Exposés about Facebook’s approaches to fairness haven’t done much to engender trust within the AI community. A New York University study published in July 2020 estimated that Facebook’s machine learning systems make about 300,000 content moderation mistakes per day, and problematic posts continue to slip through Facebook’s filters. In one Facebook group that was created last November and rapidly grew to nearly 400,000 people, members calling for a nationwide recount of the 2020 U.S. presidential election swapped unfounded accusations about alleged election fraud and state vote counts every few seconds.
Separately, a May 2020 Wall Street Journal article brought to light an internal Facebook study that found the majority of people who join extremist groups do so because of the company’s recommendation algorithms. And in an audit of the human rights impact assessments (HRIAs) Facebook performed regarding its product and presence in Myanmar following a genocide of the Rohingya people in that country, Carr Center at Harvard University coauthors concluded that the third-party HRIA largely omitted mention of the Rohingya and failed to assess whether algorithms played a role.
Accusations of fueling political polarization and social division prompted Facebook to create a “playbook” to help its employees rebut criticism, BuzzFeed news reported in early March.

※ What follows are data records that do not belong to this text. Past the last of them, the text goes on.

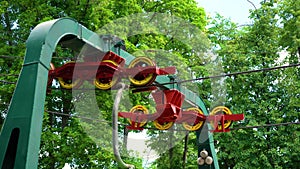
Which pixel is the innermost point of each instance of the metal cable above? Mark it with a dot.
(120, 87)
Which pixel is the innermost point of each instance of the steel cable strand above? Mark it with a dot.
(120, 87)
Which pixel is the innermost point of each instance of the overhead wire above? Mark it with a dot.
(152, 128)
(206, 77)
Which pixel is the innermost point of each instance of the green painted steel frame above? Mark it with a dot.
(21, 132)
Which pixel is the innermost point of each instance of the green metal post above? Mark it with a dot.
(21, 132)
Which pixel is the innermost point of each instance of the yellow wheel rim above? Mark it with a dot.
(68, 84)
(146, 80)
(139, 109)
(223, 110)
(195, 126)
(164, 126)
(104, 86)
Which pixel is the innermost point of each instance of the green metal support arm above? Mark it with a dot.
(21, 132)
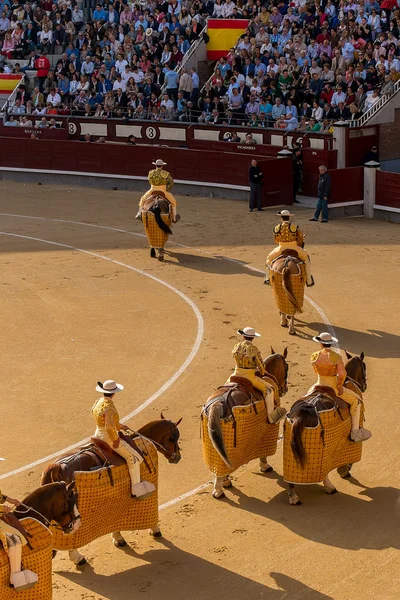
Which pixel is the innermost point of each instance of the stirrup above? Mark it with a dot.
(143, 490)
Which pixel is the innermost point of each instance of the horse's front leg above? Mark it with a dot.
(218, 491)
(294, 500)
(292, 330)
(264, 466)
(328, 485)
(77, 558)
(155, 532)
(283, 319)
(118, 539)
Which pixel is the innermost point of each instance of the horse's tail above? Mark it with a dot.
(287, 286)
(157, 215)
(296, 443)
(52, 474)
(215, 432)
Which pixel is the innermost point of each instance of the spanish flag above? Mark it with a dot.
(223, 34)
(8, 83)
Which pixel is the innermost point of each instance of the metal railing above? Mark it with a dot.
(188, 55)
(11, 99)
(371, 112)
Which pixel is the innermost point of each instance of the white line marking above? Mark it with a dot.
(249, 267)
(171, 380)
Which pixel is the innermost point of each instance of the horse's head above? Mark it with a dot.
(165, 435)
(277, 367)
(56, 502)
(356, 370)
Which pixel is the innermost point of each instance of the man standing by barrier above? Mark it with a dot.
(324, 190)
(255, 177)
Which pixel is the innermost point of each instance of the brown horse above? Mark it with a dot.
(163, 433)
(157, 218)
(222, 401)
(304, 413)
(287, 276)
(52, 503)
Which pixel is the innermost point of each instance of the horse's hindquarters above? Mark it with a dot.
(325, 452)
(284, 304)
(156, 236)
(254, 437)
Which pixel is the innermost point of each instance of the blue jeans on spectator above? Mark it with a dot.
(322, 205)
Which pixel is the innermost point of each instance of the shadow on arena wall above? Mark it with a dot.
(174, 573)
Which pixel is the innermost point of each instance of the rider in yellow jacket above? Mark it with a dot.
(331, 372)
(249, 360)
(161, 181)
(288, 235)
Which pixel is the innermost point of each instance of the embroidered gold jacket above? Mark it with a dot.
(106, 415)
(288, 232)
(329, 364)
(161, 177)
(248, 356)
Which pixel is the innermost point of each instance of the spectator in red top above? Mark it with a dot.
(42, 65)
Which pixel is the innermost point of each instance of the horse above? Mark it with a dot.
(163, 433)
(157, 219)
(52, 503)
(219, 406)
(305, 413)
(288, 279)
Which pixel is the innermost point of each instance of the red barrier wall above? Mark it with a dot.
(347, 185)
(388, 189)
(189, 165)
(359, 142)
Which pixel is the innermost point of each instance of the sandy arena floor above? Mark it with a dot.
(70, 318)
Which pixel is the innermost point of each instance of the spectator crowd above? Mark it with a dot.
(300, 65)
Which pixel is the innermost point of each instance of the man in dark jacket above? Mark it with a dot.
(255, 177)
(324, 190)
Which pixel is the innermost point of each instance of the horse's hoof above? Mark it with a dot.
(267, 469)
(218, 495)
(157, 534)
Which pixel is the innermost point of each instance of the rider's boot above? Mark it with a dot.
(274, 414)
(358, 434)
(310, 279)
(19, 579)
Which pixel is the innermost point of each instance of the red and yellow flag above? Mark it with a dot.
(223, 34)
(8, 83)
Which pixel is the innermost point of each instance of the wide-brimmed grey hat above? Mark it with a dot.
(109, 387)
(248, 332)
(325, 338)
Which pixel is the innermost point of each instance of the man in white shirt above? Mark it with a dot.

In one example, Facebook CEO Mark Zuckerberg and COO Sheryl Sandberg have sought to deflect blame for the Capitol Hill riot in the U.S., with Sandberg noting the role of smaller, right-leaning platforms despite the circulation of hashtags on Facebook promoting the pro-Trump rally in the days and weeks beforehand.
Facebook doesn’t perform systematic audits of its algorithms today, even though the step was recommended by a civil rights audit of Facebook completed last summer.
“The whole [Fairness Flow] toolkit can basically be summarised as, ‘We did that thing people were suggesting three years ago, we don’t even make everyone do the thing, and the whole world knows the thing is completely insufficient,’” Keyes said. “If [the blog post] is an attempt to respond to [recent criticism], it reads as more of an effort to pretend it never happened than actually address it.”